Когда я вернулась, стол был уже накрыт. Тетя как обычно наготовила на целую роту, и это еще дядя был в командировке. Тут были и яичница с беконом и помидорами, и салаты с гренками, и сырная нарезка. А еще мое самое любимое лакомство — стопка аппетитных панкейков с бананами и шоколадной пастой. Ну, не считая фисташковых эклеров, конечно. Те стояли особым пунктом в листе моих десертных пристрастий.
— Это нечестная игра, — облизнулась, глядя на вкусняшки.
— Нечестно себя голодом морить.

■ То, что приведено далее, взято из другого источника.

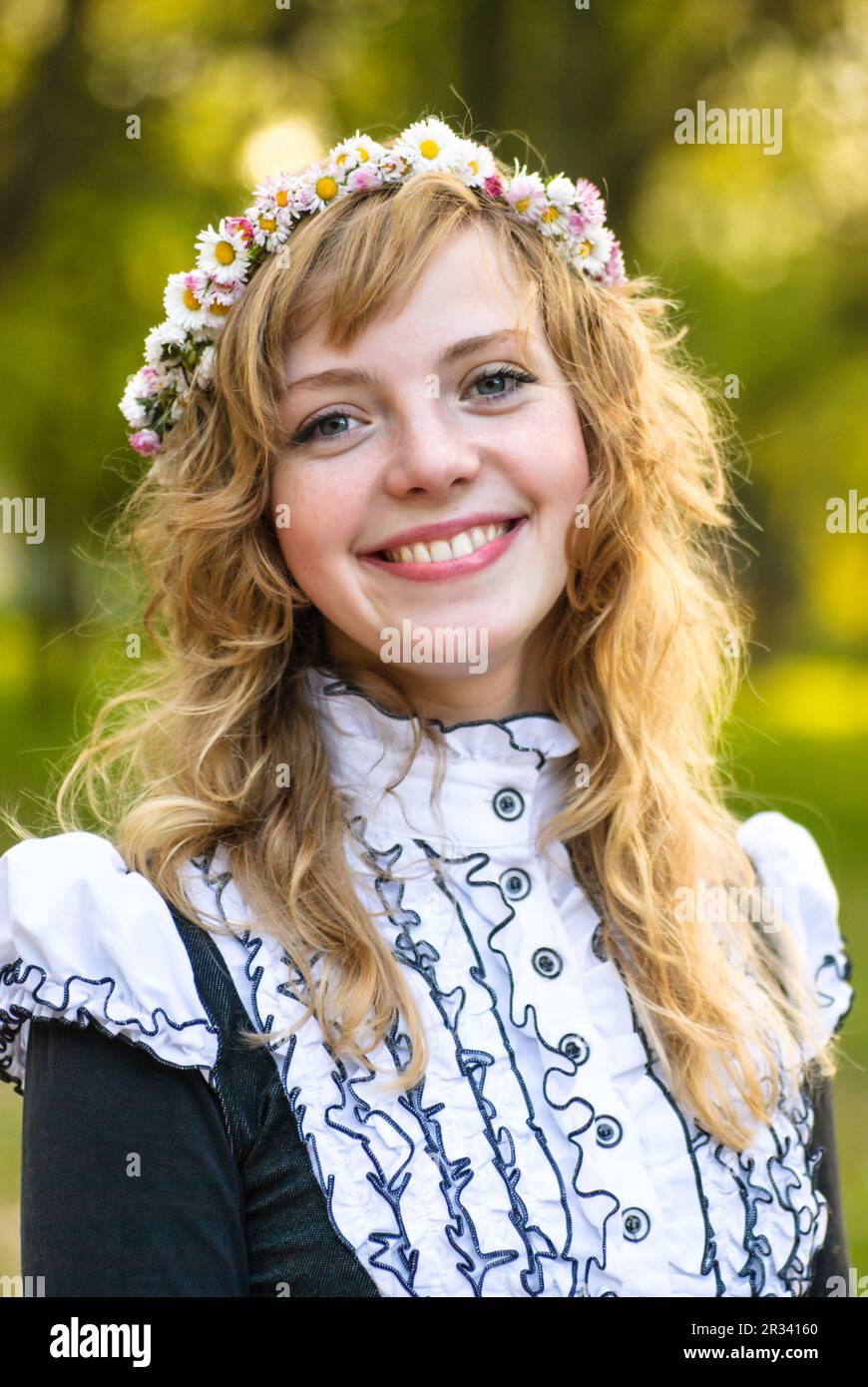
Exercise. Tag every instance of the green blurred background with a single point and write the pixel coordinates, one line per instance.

Ешь давай, — и тарелки весьма недвусмысленно были подвинуты ближе ко мне.
— Спасибо, — пробормотала я, разрезая гренок. — И приятного аппетита.
Так странно. Только когда начала жевать первый кусочек, поняла насколько сильно голодна. Желудок довольно урчал, готовясь проглотить целого слона. В последние месяцы за собой такого не замечала. Налегала в основном на супы, легкие салаты и кофе. И этого мне казалось с избытком. А теперь, кажется, организм решил пуститься во все тяжкие и получить все съестное, что только есть в близком доступе.
***
— Все, я больше не могу, — с сожалением отодвинула от себя тарелку с панкейками. Там оставалась еще треть порции, но в меня больше не лезло.
Погладив живот, отодвинула стул подальше. Уф. По-моему, кое-кто задался целью превратить меня в колобка.
— Марика, — тетя допила свой кофе и отодвинула чашку. — Мне кажется, нам с тобой нужно поговорить.
— О чем? — сыто потянулась, подавляя остаточный зевок.
— О твоем состоянии, милая. Которое мне очень не нравится.
— В смысле? — моментально напряглась, уже подозревая, о чем начнет спрашивать тетя Зоя.
— В прямом, Мариш, в самом прямом. Ты очень изменилась после болезни. Стала скрытной, замкнутой. Полдня бродишь сонная по дому и нехотя выходишь на улицу. И так уже два месяца.
— Ну я не только дома сижу. Я уже месяц хожу в бассейн. И по парку гуляю. Мне же прописали врачи бывать почаще на воздухе. И даже записалась на курсы для начинающих художников. Пока, правда, учусь по роликам на YouTube, набиваю руку. Мне нравится.
— Я видела твои рисунки, Мариш. Они очень красивые. У тебя с детства талант к рисованию. Я еще помню, как ты с большим упоением рисовала кукол на обоях.
— Хорошо, что я этого не помню, — рассмеялась от души. — А то мне было бы стыдно.
— Так вот, Мариш, — продолжила тетя. — Я не верю, что все дело в болезни. Тут что-то еще кроется, так? Все дело в парне?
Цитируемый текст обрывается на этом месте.